NEWS

Pelanggaran Hak Picu Anak Akhiri Hidup

Tim petugas Sentra Efata Kementerian Sosial berdialog dengan keluarga dari anak Sekolah Dasar yang meninggal dunia dan diduga nekad mengakhiri hidup akibat keterbatasan ekonomi di Kabupaten Ngada, Nusa Tenggara Timur, Rabu (4/2/2026). Foto: Kemensos
Tim petugas Sentra Efata Kementerian Sosial berdialog dengan keluarga dari anak Sekolah Dasar yang meninggal dunia dan diduga nekad mengakhiri hidup akibat keterbatasan ekonomi di Kabupaten Ngada, Nusa Tenggara Timur, Rabu (4/2/2026). Foto: Kemensos
apakabar.co.id, JAKARTA - Pemerhati anak Nahar memandang maraknya kasus anak mengakhiri hidup di berbagai daerah baru-baru ini diduga karena ada hak-hak dasar anak yang tidak terpenuhi atau dilanggar.

Nahar memaparkan kasus anak mengakhiri hidup bukan hanya persoalan isu kesehatan mental, melainkan di antaranya juga terkait isu pemenuhan hak anak.

Ketika seorang anak sampai pada titik ingin mengakhiri hidupnya, patut diduga ada hak-hak dasar anak yang tidak terpenuhi atau dilanggar," katanya dikutip di Jakarta, Kamis (19/2).

Menurut dia, hak anak tersebut diantaranya hak untuk hidup dan tumbuh kembang, hak atas kesejahteraan dan kesehatan, hak atas perlindungan dari kekerasan dan perundungan, hak untuk didengar pendapatnya, hak atas lingkungan yang aman dan ramah anak, baik dalam keluarga dan pengasuhan alternatif.

"Hak untuk hidup dan tumbuh kembang, hak atas kesejahteraan dan kesehatan, hak atas perlindungan dari kekerasan dan perundungan, hak untuk didengar pendapatnya, hak atas lingkungan yang aman dan ramah anak," kata Dosen Politeknik Kesejahteraan Sosial (Poltekesos) Bandung ini.
Mantan Deputi Bidang Perlindungan Khusus Anak Kementerian Pemberdayaan Perempuan dan Perlindungan Anak itu menambahkan berdasarkan hasil penelusuran pemberitaan sejak 2004 hingga 2026 tercatat ada 383 kasus anak mengakhiri hidupnya.

Dari jumlah tersebut penyebab anak mengakhiri hidup diantaranya karena bullying ada 13 kasus, tidak sanggup membayar biaya sekolah 10 kasus, pesimis tidak bisa masuk sekolah 4 kasus, hukuman sekolah 9 kasus, nilai tidak baik atau tidak lulus 8 kasus, masalah di satuan pendidikan 8 kasus, putus sekolah 2 kasus, malu tidak bisa pakai seragam 1 kasus.

Sebelumnya, dalam jangka waktu dua pekan, tercatat ada tiga anak Indonesia yang mengakhiri hidup.

Seorang anak laki-laki berinisial YBR (10) mengakhiri hidup di Kabupaten Ngada, NTT, pada Kamis (29/1), yang diduga karena himpitan ekonomi keluarga.

Dua pekan berselang, seorang anak perempuan berusia 14 tahun diduga mengakhiri hidup di Penajam Paser Utara, Kalimantan Timur.
Peristiwa nahas yang merenggut nyawa remaja perempuan itu terjadi pada Kamis (12/2).

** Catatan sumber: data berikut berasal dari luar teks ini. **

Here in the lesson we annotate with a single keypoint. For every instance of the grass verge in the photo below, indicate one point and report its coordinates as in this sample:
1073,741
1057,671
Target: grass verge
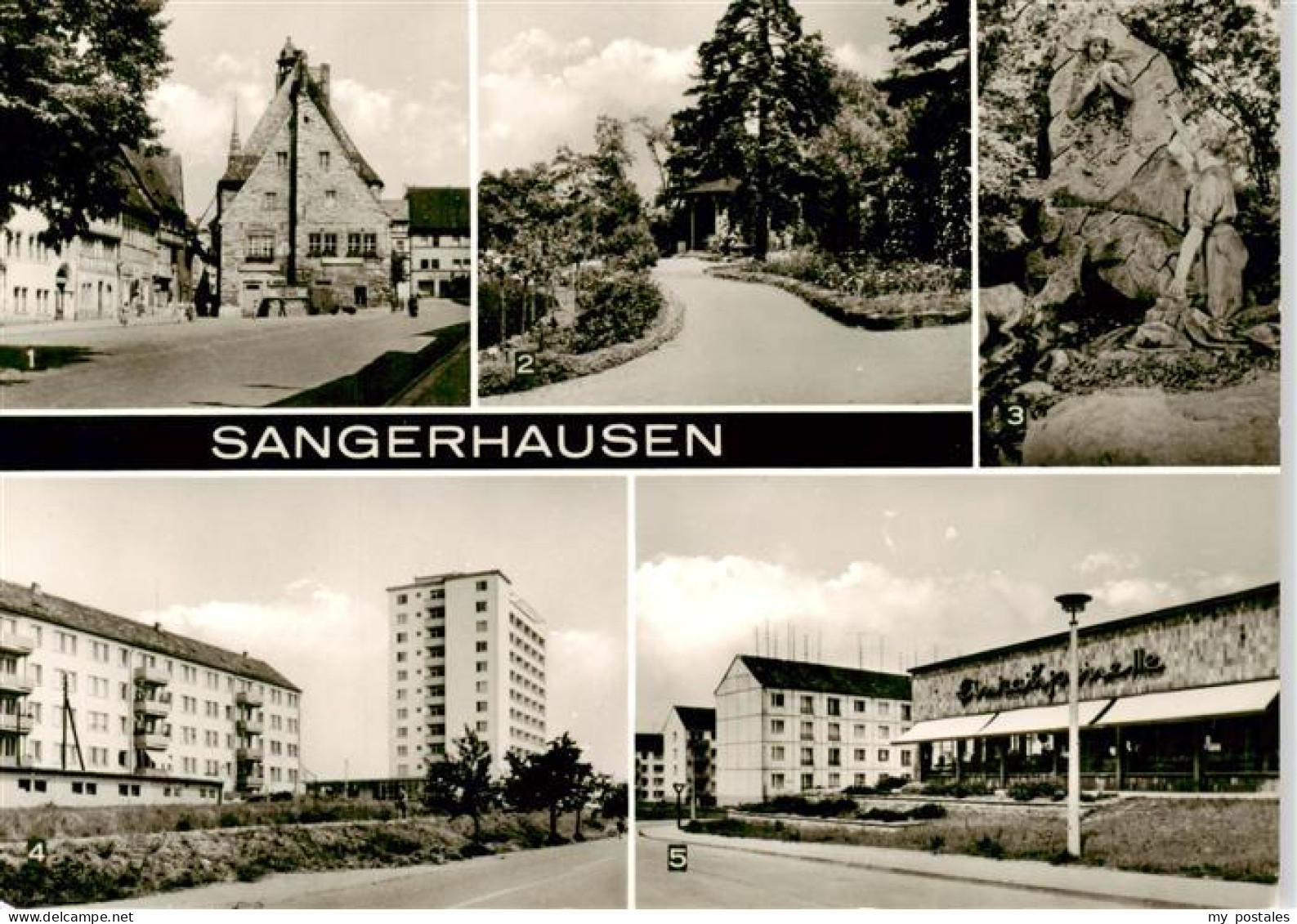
1201,837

Korban ditemukan pertama kali oleh bibinya.

Polisi saat ini masih menyelidiki kasus tersebut, termasuk mendalami dugaan adanya perundungan.

Di hari yang sama, seorang anak perempuan (12) mengakhiri hidup di rumahnya di Demak, Jawa Tengah. Polres Demak masih menyelidiki kasus ini.